It seems to me the Netherlands were always a bit a special case.
After all, the greater Netherlands were Frisia plus old west-Francia, where Germany was east Francia with a lot of Bavarians mixed in. In addition, it had been originally assigned to Lotharingia rather than East-Francia, and ended up split between France and Germany. To a large extent, the Netherlands are 'that part of Germany where the Flemish mattered' (the Dutch Republic having strong influence from Flemish refugees, too, but it started before). Now, of course the same thing (cross-border influence) happened all over Europe and Germany, with Bavaria/Austria far more concerned with the Magyars, and the whole Prussia thing in the east, nevermind cases like Schleswig-Holstein where the area seemed to act more like part of Scandinavia.
In that sense, I'd say the 100YW was the essential trigger for the Dutch identity, by creating Flanders as a semi-independent entity (along with most French regions), and the Burgundian inheritances cemented the rise of the Netherlands as a separate entity by insulating Flanders from the subsequent re-centralization of France. Of course Flanders and the Dutch identity were already beginning to arise before, mostly in the Flanders-Brabant-Holland-Utrecht area (Gelre being usually far more involved with the Rhenish part of the HRE, which in the end was split between Dutch and German).
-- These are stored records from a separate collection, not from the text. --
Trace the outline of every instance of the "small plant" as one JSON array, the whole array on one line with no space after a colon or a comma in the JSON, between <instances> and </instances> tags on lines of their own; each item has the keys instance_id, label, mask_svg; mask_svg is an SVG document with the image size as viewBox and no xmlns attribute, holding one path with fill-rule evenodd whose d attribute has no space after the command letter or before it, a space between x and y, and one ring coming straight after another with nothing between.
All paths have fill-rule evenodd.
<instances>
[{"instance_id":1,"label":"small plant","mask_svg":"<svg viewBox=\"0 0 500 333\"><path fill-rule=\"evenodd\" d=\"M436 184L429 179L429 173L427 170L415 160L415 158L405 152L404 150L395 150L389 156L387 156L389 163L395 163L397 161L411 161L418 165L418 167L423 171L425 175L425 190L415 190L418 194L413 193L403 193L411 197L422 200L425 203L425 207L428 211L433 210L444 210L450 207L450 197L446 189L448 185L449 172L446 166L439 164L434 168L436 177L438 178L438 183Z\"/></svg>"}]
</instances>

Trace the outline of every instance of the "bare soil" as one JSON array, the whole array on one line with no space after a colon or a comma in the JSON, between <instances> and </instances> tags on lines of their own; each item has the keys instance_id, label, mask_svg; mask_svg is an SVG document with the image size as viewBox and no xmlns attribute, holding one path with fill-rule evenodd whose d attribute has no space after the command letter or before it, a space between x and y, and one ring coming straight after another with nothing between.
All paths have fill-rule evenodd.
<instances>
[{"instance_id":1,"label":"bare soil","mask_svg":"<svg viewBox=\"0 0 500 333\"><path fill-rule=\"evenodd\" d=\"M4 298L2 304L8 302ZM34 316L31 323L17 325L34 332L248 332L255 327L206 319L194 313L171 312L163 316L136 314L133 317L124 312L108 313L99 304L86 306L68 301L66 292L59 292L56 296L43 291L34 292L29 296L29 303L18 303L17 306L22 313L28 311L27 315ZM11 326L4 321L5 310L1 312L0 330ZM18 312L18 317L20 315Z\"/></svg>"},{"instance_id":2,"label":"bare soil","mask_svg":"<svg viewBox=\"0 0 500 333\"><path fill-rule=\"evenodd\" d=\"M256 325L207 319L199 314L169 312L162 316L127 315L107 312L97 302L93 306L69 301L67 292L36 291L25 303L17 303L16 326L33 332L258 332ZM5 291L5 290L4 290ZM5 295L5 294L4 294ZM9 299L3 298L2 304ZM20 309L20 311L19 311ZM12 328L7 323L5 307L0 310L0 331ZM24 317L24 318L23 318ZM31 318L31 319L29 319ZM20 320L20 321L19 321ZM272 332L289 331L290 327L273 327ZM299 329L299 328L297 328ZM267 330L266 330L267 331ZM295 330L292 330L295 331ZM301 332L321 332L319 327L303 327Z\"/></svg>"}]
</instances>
But it was all a border zone, hence why Brabantine and Jülichian troops fought on the Flemish side in the battle of the golden spurs.
The borders of this area were still very fuzzy; Paris was absolutely not part of it, but anything north of the Ile de France was almost open game (Picardy never really joined, but Hainaut and Arras were at times as part of the Dutch identity as Utrecht or Amsterdam), and east the Frisian, Rhenish & Westphalian regions were on the wings (the Jülich/Berg/Cleves duchies provided half the brides for Dutch noblemen, and vice versa).
So if you want a recognizably Dutch identity for as large an area as possible, you'd probably be looking at a ring of Bremen, Brunswick, Nassau, Luxemburg, Rethel/Valois, Picardie as the first regions outside the country. You could probably include one of those border regions without compromising the fundamentally Dutch character of this state, but more and it devolves into either a more Saxon, German or French identity.